In response, Arix said it had an experienced board and was already building its investment team in the UK and the US. Fallen fund manager Mr Woodford is not advising Acacia on this saga, people familiar with the matter said.

Arix was due to welcome Dr Axel Wieandt, a former Morgan Stanley and Deutsche Bank banker, on to the board alongside biotech expert James Noble.

However it has told investors that while the pair remain “highly qualified” the appointments are on hold while it reviews parts of the business including “the question of board composition”.

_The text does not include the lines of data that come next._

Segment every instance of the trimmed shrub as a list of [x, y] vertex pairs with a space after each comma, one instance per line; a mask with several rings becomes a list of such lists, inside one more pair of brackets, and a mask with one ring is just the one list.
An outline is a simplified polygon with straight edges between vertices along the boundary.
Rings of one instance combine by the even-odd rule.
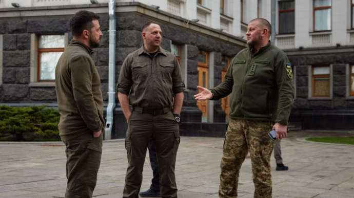
[[3, 140], [59, 139], [59, 112], [47, 105], [0, 105], [0, 137]]

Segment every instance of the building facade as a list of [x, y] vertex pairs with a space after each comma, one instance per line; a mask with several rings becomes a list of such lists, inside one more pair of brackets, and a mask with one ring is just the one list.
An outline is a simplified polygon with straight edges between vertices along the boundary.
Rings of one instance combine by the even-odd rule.
[[[98, 4], [89, 0], [16, 0], [18, 8], [12, 5], [14, 2], [0, 0], [0, 103], [56, 106], [54, 69], [71, 38], [69, 19], [80, 10], [102, 16], [104, 36], [92, 58], [107, 101], [108, 0], [97, 0]], [[276, 2], [274, 44], [287, 54], [296, 85], [290, 122], [304, 129], [352, 128], [354, 0]], [[228, 98], [197, 102], [193, 97], [196, 87], [211, 88], [223, 80], [230, 60], [247, 47], [249, 21], [257, 17], [271, 21], [272, 0], [116, 2], [116, 80], [125, 57], [143, 43], [142, 25], [159, 23], [162, 47], [178, 57], [186, 87], [181, 134], [223, 136]], [[112, 138], [123, 137], [126, 123], [118, 103], [114, 120]]]

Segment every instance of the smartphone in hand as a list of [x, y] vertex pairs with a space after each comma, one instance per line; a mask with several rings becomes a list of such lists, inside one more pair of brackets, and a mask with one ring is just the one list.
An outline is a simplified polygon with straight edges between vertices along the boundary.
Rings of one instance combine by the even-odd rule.
[[[289, 129], [288, 128], [286, 128], [286, 133], [289, 133]], [[276, 136], [276, 130], [273, 129], [269, 131], [269, 133], [268, 133], [268, 136], [269, 136], [269, 138], [270, 138], [270, 139], [273, 141], [277, 140], [277, 137]]]
[[273, 129], [269, 131], [269, 133], [268, 133], [268, 136], [269, 136], [269, 138], [270, 138], [270, 139], [273, 141], [277, 140], [276, 136], [276, 130]]

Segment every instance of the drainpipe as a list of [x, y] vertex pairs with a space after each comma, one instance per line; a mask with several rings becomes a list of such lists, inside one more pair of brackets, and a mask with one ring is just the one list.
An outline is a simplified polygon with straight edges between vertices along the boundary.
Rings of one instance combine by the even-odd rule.
[[115, 1], [109, 0], [109, 54], [108, 64], [108, 106], [105, 129], [105, 140], [110, 140], [113, 126], [113, 113], [115, 107]]
[[271, 35], [270, 41], [273, 46], [276, 45], [276, 0], [271, 1]]

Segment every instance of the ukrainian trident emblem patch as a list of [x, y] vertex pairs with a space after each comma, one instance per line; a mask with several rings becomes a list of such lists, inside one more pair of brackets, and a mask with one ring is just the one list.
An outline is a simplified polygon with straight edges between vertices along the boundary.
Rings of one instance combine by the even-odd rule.
[[288, 76], [289, 78], [292, 78], [292, 70], [291, 70], [291, 65], [290, 64], [285, 64], [286, 65], [286, 75]]

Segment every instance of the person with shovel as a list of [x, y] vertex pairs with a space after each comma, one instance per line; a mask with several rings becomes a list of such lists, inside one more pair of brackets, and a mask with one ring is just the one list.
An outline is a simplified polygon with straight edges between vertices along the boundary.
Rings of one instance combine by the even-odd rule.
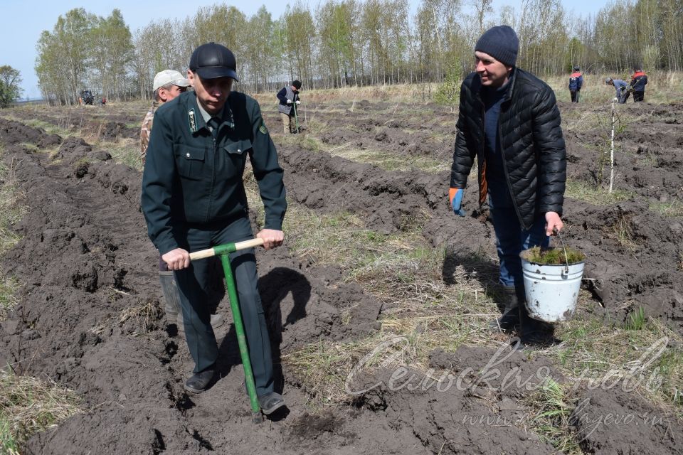
[[[144, 164], [147, 146], [149, 144], [149, 134], [154, 124], [154, 112], [159, 106], [171, 101], [179, 95], [185, 92], [190, 86], [190, 81], [186, 79], [182, 74], [175, 70], [164, 70], [159, 71], [154, 76], [152, 89], [154, 91], [154, 101], [152, 108], [147, 112], [142, 119], [142, 127], [140, 129], [140, 154], [142, 158], [142, 164]], [[159, 259], [159, 281], [162, 285], [162, 294], [164, 294], [164, 307], [166, 321], [170, 323], [176, 324], [179, 332], [185, 331], [185, 324], [183, 323], [183, 313], [180, 309], [180, 296], [178, 294], [178, 287], [176, 286], [173, 272], [169, 270], [166, 262]], [[223, 325], [223, 318], [220, 314], [211, 315], [211, 326], [217, 328]]]
[[462, 82], [449, 200], [462, 208], [477, 158], [480, 205], [488, 197], [504, 311], [492, 326], [519, 327], [523, 343], [543, 342], [552, 327], [531, 318], [525, 306], [519, 253], [548, 246], [562, 229], [566, 151], [555, 95], [547, 84], [515, 66], [519, 40], [507, 26], [493, 27], [477, 41], [476, 67]]
[[285, 85], [277, 92], [277, 100], [280, 103], [277, 110], [282, 119], [285, 127], [285, 134], [298, 133], [299, 119], [297, 117], [297, 109], [301, 101], [299, 100], [299, 90], [301, 90], [301, 82], [295, 80], [291, 85]]
[[[633, 75], [631, 76], [631, 83], [629, 85], [628, 93], [633, 92], [633, 102], [640, 102], [645, 99], [645, 85], [647, 84], [647, 75], [642, 72], [640, 65], [633, 67]], [[626, 100], [624, 100], [625, 102]]]
[[[206, 305], [206, 261], [189, 252], [253, 237], [243, 173], [248, 159], [265, 211], [256, 237], [270, 250], [284, 240], [287, 210], [282, 169], [253, 98], [233, 92], [238, 80], [233, 53], [220, 44], [198, 47], [190, 58], [193, 92], [161, 106], [154, 116], [142, 177], [142, 211], [150, 240], [174, 271], [180, 290], [185, 337], [195, 363], [185, 389], [207, 390], [216, 371], [218, 349]], [[255, 382], [265, 414], [284, 406], [274, 391], [272, 359], [259, 296], [253, 248], [230, 255]]]
[[583, 76], [581, 75], [581, 67], [574, 65], [574, 72], [569, 76], [569, 95], [571, 96], [571, 102], [578, 102], [579, 94], [583, 85]]
[[614, 87], [615, 90], [614, 94], [614, 100], [615, 102], [620, 105], [626, 104], [626, 98], [628, 97], [626, 92], [628, 84], [627, 84], [625, 81], [623, 81], [621, 79], [613, 79], [612, 77], [608, 77], [605, 80], [605, 83], [608, 85], [612, 85]]

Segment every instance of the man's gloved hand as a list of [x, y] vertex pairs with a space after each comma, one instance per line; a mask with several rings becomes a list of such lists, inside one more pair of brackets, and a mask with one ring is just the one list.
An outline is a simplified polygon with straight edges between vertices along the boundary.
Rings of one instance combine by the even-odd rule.
[[462, 204], [462, 188], [452, 188], [448, 190], [448, 199], [450, 200], [450, 206], [453, 209], [453, 213], [465, 216], [465, 210], [461, 208]]

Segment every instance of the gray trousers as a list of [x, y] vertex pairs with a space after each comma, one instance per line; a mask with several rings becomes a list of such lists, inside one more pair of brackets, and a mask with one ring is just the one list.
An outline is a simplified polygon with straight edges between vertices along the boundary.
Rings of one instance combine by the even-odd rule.
[[[238, 218], [218, 228], [187, 228], [184, 234], [187, 244], [181, 246], [190, 252], [253, 237], [251, 225], [246, 218]], [[256, 257], [253, 248], [249, 248], [231, 254], [230, 259], [256, 392], [262, 395], [273, 391], [272, 358], [265, 316], [258, 293]], [[210, 289], [209, 262], [193, 261], [189, 268], [176, 270], [175, 276], [180, 291], [187, 346], [194, 360], [194, 373], [200, 373], [212, 368], [218, 358], [216, 336], [211, 324], [211, 309], [207, 305]]]

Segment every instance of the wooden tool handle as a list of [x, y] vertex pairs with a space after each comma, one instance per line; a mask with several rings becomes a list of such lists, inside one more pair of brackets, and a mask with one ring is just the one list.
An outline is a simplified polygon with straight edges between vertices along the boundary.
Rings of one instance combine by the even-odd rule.
[[253, 247], [260, 247], [263, 245], [263, 239], [250, 239], [243, 242], [238, 242], [235, 244], [235, 251], [245, 250], [246, 248], [253, 248]]
[[[253, 247], [258, 247], [262, 245], [263, 245], [263, 239], [250, 239], [248, 240], [244, 240], [243, 242], [238, 242], [235, 244], [235, 251], [239, 251], [240, 250], [245, 250], [246, 248], [252, 248]], [[212, 256], [216, 256], [216, 250], [213, 248], [200, 250], [199, 251], [196, 251], [194, 253], [190, 253], [190, 260], [194, 261], [198, 259], [211, 257]]]

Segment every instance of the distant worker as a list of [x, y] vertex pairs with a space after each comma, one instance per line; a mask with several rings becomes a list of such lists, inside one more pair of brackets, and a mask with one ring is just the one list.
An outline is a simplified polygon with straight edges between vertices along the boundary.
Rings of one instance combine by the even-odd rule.
[[581, 68], [574, 66], [574, 72], [569, 76], [569, 94], [571, 95], [571, 102], [578, 102], [579, 92], [583, 85], [583, 76], [581, 75]]
[[299, 100], [299, 90], [300, 90], [301, 82], [295, 80], [292, 82], [292, 85], [285, 85], [282, 87], [282, 90], [277, 92], [277, 99], [280, 100], [277, 110], [280, 111], [280, 117], [282, 119], [285, 134], [288, 132], [299, 132], [297, 131], [297, 119], [295, 116], [297, 113], [297, 108], [301, 104], [301, 101]]
[[449, 198], [453, 212], [465, 216], [462, 193], [475, 167], [479, 204], [488, 197], [493, 220], [505, 304], [492, 327], [519, 327], [526, 344], [550, 341], [553, 329], [529, 316], [519, 253], [547, 247], [549, 236], [562, 229], [567, 163], [555, 95], [515, 66], [519, 46], [507, 26], [477, 41], [475, 71], [460, 87]]
[[154, 101], [152, 104], [152, 108], [144, 116], [144, 119], [142, 120], [142, 128], [140, 129], [140, 154], [142, 156], [143, 164], [144, 164], [147, 146], [149, 145], [149, 134], [152, 132], [154, 112], [159, 106], [167, 101], [171, 101], [186, 90], [189, 86], [190, 81], [182, 74], [174, 70], [164, 70], [154, 76], [154, 82], [152, 85], [152, 90], [154, 92]]
[[[647, 75], [642, 72], [640, 65], [633, 67], [633, 75], [631, 76], [631, 83], [629, 92], [633, 92], [633, 102], [644, 101], [645, 97], [645, 85], [647, 84]], [[628, 95], [627, 95], [627, 97]], [[625, 102], [625, 100], [624, 101]]]
[[[142, 164], [144, 164], [147, 146], [149, 145], [149, 134], [152, 132], [152, 126], [154, 119], [154, 112], [164, 103], [171, 101], [179, 95], [187, 90], [190, 86], [190, 81], [182, 74], [174, 70], [164, 70], [157, 73], [152, 83], [154, 101], [152, 109], [144, 116], [142, 120], [142, 127], [140, 129], [140, 150], [142, 154]], [[184, 331], [185, 324], [183, 322], [183, 314], [180, 306], [180, 296], [178, 294], [178, 287], [174, 279], [173, 272], [169, 270], [166, 262], [159, 259], [159, 281], [162, 285], [162, 293], [165, 301], [164, 311], [166, 321], [169, 323], [176, 324], [179, 331]], [[220, 314], [211, 315], [211, 326], [216, 328], [223, 323], [223, 316]]]
[[621, 79], [612, 79], [612, 77], [608, 77], [605, 80], [605, 83], [608, 85], [614, 86], [614, 89], [616, 90], [614, 95], [614, 100], [615, 102], [620, 105], [626, 103], [626, 98], [628, 97], [628, 94], [626, 92], [628, 84], [627, 84], [625, 81], [623, 81]]

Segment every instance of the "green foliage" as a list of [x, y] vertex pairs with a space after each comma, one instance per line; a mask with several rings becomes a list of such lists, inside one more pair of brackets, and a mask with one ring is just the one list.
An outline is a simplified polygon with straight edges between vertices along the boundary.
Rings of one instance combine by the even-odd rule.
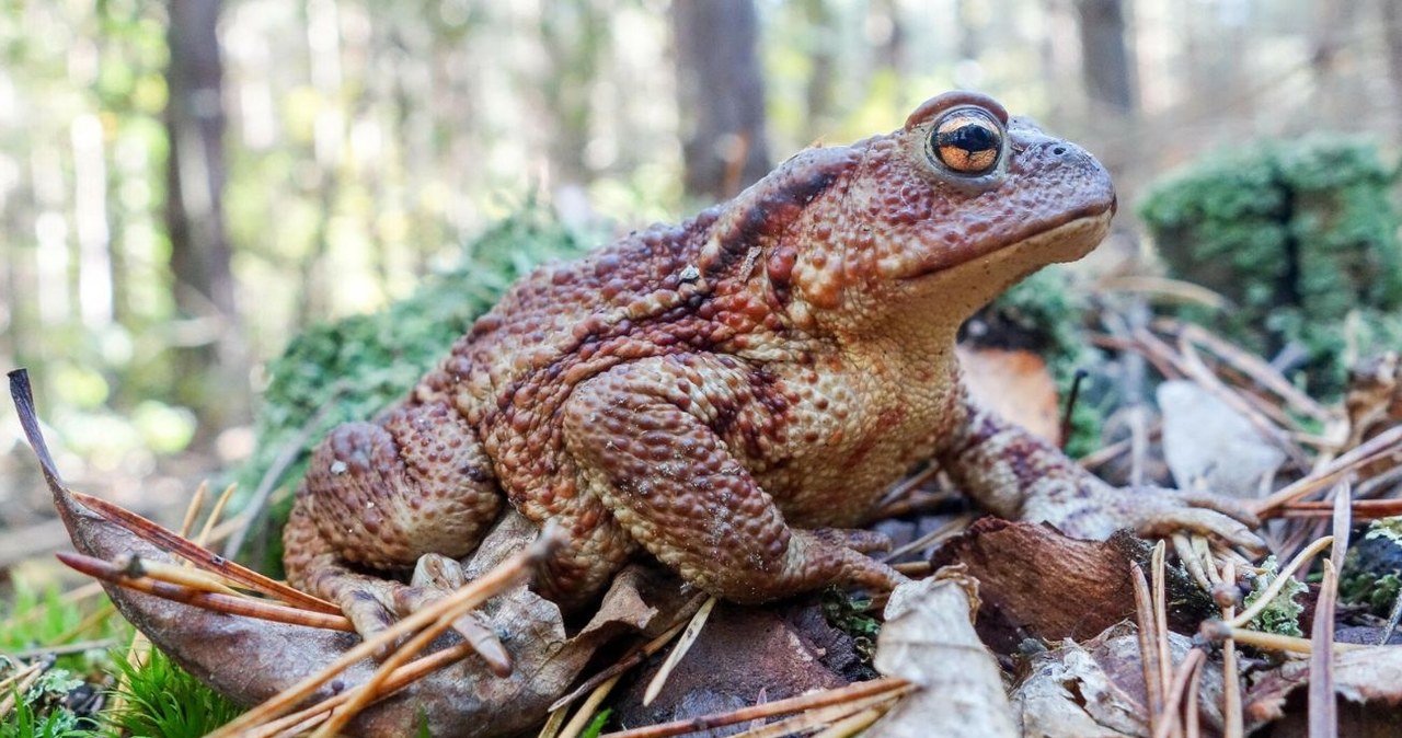
[[14, 711], [0, 721], [0, 738], [86, 738], [102, 735], [79, 727], [79, 718], [67, 710], [45, 711], [29, 697], [17, 700]]
[[[1012, 286], [993, 304], [979, 311], [977, 322], [987, 333], [995, 333], [995, 340], [970, 337], [979, 344], [991, 343], [1040, 356], [1047, 363], [1047, 371], [1052, 373], [1063, 399], [1067, 399], [1077, 373], [1089, 371], [1101, 363], [1099, 354], [1091, 349], [1085, 336], [1089, 309], [1087, 293], [1071, 286], [1066, 269], [1053, 266]], [[1066, 451], [1073, 458], [1099, 448], [1101, 424], [1109, 413], [1101, 406], [1106, 394], [1098, 387], [1088, 387], [1095, 384], [1094, 374], [1082, 380], [1081, 394], [1071, 409], [1071, 431]]]
[[871, 667], [872, 658], [876, 657], [876, 636], [880, 634], [882, 625], [872, 615], [872, 601], [829, 587], [823, 591], [822, 608], [827, 625], [851, 636], [857, 655], [864, 665]]
[[[79, 602], [64, 601], [57, 588], [42, 594], [18, 583], [13, 606], [0, 623], [0, 648], [17, 651], [39, 644], [57, 643], [86, 616]], [[126, 643], [132, 627], [121, 618], [108, 618], [83, 637], [112, 639]], [[112, 675], [122, 674], [126, 686], [121, 689], [125, 704], [111, 714], [88, 714], [88, 703], [80, 699], [90, 690], [107, 689]], [[0, 664], [0, 678], [7, 669]], [[132, 667], [121, 653], [105, 648], [66, 654], [18, 702], [14, 713], [0, 721], [0, 738], [31, 735], [111, 735], [123, 730], [125, 735], [140, 737], [198, 737], [227, 723], [240, 709], [193, 676], [172, 664], [160, 651], [153, 651], [142, 667]], [[97, 730], [100, 723], [108, 730]]]
[[611, 707], [604, 707], [594, 713], [594, 717], [589, 720], [589, 725], [579, 734], [579, 738], [599, 738], [604, 732], [604, 725], [608, 724], [610, 717], [613, 717]]
[[[66, 602], [56, 587], [43, 592], [15, 584], [10, 608], [0, 622], [0, 650], [21, 651], [43, 644], [59, 643], [70, 634], [86, 609], [77, 602]], [[95, 632], [83, 637], [121, 637], [130, 633], [119, 618], [108, 618]], [[97, 648], [64, 654], [20, 696], [15, 710], [0, 721], [0, 738], [31, 735], [100, 735], [94, 732], [95, 723], [88, 714], [84, 692], [101, 689], [105, 682], [108, 653]], [[0, 679], [10, 676], [22, 665], [0, 658]]]
[[1402, 517], [1373, 521], [1349, 548], [1339, 574], [1339, 599], [1387, 616], [1402, 591]]
[[1232, 302], [1189, 318], [1260, 353], [1298, 344], [1311, 387], [1338, 391], [1350, 342], [1367, 351], [1402, 339], [1395, 183], [1374, 143], [1315, 134], [1206, 157], [1138, 211], [1173, 276]]
[[122, 707], [107, 718], [126, 735], [198, 738], [243, 711], [158, 650], [153, 648], [142, 667], [121, 657], [115, 662], [126, 685], [118, 690]]
[[[1280, 564], [1276, 562], [1274, 556], [1267, 556], [1260, 564], [1265, 571], [1260, 573], [1251, 583], [1251, 594], [1246, 595], [1246, 606], [1252, 606], [1260, 595], [1265, 594], [1266, 588], [1270, 587], [1276, 577], [1280, 576]], [[1305, 611], [1304, 605], [1295, 602], [1295, 597], [1309, 591], [1305, 583], [1300, 580], [1290, 580], [1280, 594], [1270, 601], [1251, 623], [1256, 630], [1265, 633], [1279, 633], [1281, 636], [1300, 637], [1304, 633], [1300, 630], [1300, 613]]]
[[240, 471], [255, 489], [273, 461], [297, 445], [297, 462], [280, 483], [301, 478], [311, 448], [335, 426], [369, 420], [404, 398], [472, 319], [517, 277], [551, 258], [592, 245], [536, 204], [498, 223], [471, 244], [460, 266], [426, 279], [387, 309], [314, 326], [268, 365], [272, 381], [257, 417], [258, 448]]

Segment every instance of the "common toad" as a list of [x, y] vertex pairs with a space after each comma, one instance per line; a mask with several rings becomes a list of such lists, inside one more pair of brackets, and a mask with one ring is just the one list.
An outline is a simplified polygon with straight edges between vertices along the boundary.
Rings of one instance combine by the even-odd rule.
[[959, 323], [1113, 213], [1095, 158], [974, 92], [805, 150], [681, 225], [538, 269], [401, 405], [335, 429], [289, 578], [373, 632], [425, 592], [367, 571], [467, 555], [506, 500], [566, 534], [537, 578], [566, 609], [639, 552], [740, 602], [889, 588], [864, 553], [882, 539], [848, 528], [931, 458], [1007, 518], [1253, 546], [1249, 514], [1112, 489], [960, 382]]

The findings of its review, which will also look at remuneration structures and involve a wider consultation with shareholders, is expected to be published by April 23.

Acacia wants to have more of a say on who is on the board and wants the firm to immediately begin looking for a new boss to replace existing executive chairman Naseem Amin.

Acacia warned in its letter last month that “shareholders have every reason to be alarmed” adding that it cautions the board “against taking any steps to make further investments until a suitably qualified team of experienced investment professionals has been retained”.

Acacia last year bought the 19pc stake in Arix Bioscience that was previously owned by Mr Woodford, who is now advising the business as part of his shock comeback under Woodford Capital Management Partners.

Investors in his failed fund missed out on huge gains in the share sale to Acacia. Spokesmen for Arix, Acacia and Mr Woodford declined to comment.